Whitacre è l'americano medio, grassottello, occhialuto, dal look "antico" anni '70, e Matt Damon per interpretare la parte ha dovuto pesantemente modificare il proprio aspetto mettendo su parecchi chili e imbruttendosi notevolmente. La sua interpretazione è superba, sempre in bilico tra una apparente ottusità e l'improvviso guizzo creativo. La stessa moglie di Whitacre si beve continuamente tutto ciò che il marito racconta, persino che i suoi genitori sono morti in un incidente stradale e che lui è stato allevato da un riccone padrone di parchi di divertimento (ovviamente i genitori sono vivi e vegeti). Sistematicamente ogni cosa che Whitacre pronuncia è verosimile ma non necessariamente vera, e da un certo punto in poi lo spettatore è portato a dubitare di qualsiasi affermazione egli pronunci. I fatti narrati così diventano un sorta di thriller, sebbene narrato in tono da commedia (amara, grottesca, a tratti anche drammatica), poiché misteri e colpi di scena abbondano. Gli agenti dell'FBI fanno i salti mortali per stare dietro a Whitacre e seguirlo nelle sue acrobatiche ricostruzioni degli eventi, spesso sembrano ubriachi di particolari e fatti che stridono, elementi fuori posto, che loro cercano continuamente di risistemare come in un puzzle, ma Whitacre confonde ulteriormente le acque, lascia credere, poi ritratta, poi confessa di aver mentito, ma nel farlo aggiunge nuove menzogne.

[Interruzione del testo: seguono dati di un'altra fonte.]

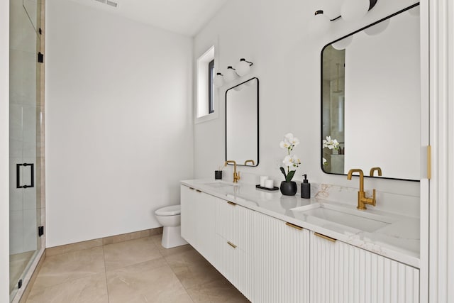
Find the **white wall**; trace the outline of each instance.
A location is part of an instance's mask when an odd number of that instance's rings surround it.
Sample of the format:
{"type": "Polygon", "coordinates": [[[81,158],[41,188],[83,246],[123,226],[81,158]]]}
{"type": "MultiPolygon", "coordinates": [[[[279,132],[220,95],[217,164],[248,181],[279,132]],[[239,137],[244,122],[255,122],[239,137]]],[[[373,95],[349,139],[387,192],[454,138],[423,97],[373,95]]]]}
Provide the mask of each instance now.
{"type": "MultiPolygon", "coordinates": [[[[251,77],[260,86],[260,158],[258,167],[241,167],[248,173],[268,175],[280,183],[278,167],[285,155],[279,147],[283,136],[292,132],[301,144],[294,153],[302,165],[296,178],[306,173],[309,182],[358,187],[358,180],[323,173],[320,167],[320,55],[328,43],[413,4],[414,0],[381,0],[360,22],[332,23],[324,33],[315,35],[309,21],[325,1],[311,0],[231,0],[195,37],[194,56],[210,41],[218,39],[218,67],[224,72],[240,57],[254,62],[251,73],[218,90],[221,99],[219,119],[194,128],[194,167],[196,177],[211,177],[224,160],[223,109],[226,89],[251,77]]],[[[231,170],[231,167],[226,170],[231,170]]],[[[231,175],[231,173],[230,174],[231,175]]],[[[255,181],[258,181],[255,180],[255,181]]],[[[418,182],[370,180],[366,189],[418,197],[418,182]]],[[[378,202],[380,204],[380,201],[378,202]]]]}
{"type": "Polygon", "coordinates": [[[46,9],[46,247],[159,226],[193,177],[192,39],[46,9]]]}
{"type": "Polygon", "coordinates": [[[9,302],[9,1],[0,1],[0,302],[9,302]]]}

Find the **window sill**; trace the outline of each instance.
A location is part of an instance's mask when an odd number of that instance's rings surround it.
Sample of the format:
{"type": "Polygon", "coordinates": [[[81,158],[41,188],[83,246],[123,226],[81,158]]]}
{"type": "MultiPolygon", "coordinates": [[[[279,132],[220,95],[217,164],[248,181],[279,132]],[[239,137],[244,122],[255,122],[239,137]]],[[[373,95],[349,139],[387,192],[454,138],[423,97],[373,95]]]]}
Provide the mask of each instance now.
{"type": "Polygon", "coordinates": [[[212,114],[209,114],[206,116],[202,116],[201,117],[196,118],[194,121],[194,124],[198,124],[199,123],[206,122],[211,120],[217,119],[218,118],[218,115],[217,111],[215,111],[212,114]]]}

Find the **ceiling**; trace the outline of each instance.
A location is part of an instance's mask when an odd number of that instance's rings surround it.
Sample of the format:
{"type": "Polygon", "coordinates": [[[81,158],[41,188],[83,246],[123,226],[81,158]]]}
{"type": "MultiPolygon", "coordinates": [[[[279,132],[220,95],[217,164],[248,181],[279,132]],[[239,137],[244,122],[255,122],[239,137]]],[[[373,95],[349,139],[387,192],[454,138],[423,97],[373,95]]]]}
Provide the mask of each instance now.
{"type": "Polygon", "coordinates": [[[73,0],[122,17],[187,36],[195,35],[227,0],[73,0]]]}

Molto divertente il fatto che lo spettatore ascolti per tutto il film i pensieri di Whitacre, a corollario della storia; un flusso di riflessioni del tutto slegate dagli eventi, che danno l'idea di quanto la mente di Whitacre voli libera altrove, quasi disinteressandosi della quotidianità, avallando in un certo senso la possibilità di una bipolarità schizofrenica. Whitacre si presenta come un orsacchiotto innocuo, ma nei suoi piani segreti si rivela più pericoloso di un criminale incallito. Intelligente l'uso della musica, sorniona e appropriata, anch'essa "parodistica", come si trattasse di un film di squinternati agenti segreti, spionaggio e sabotaggi, ed in effetti è così.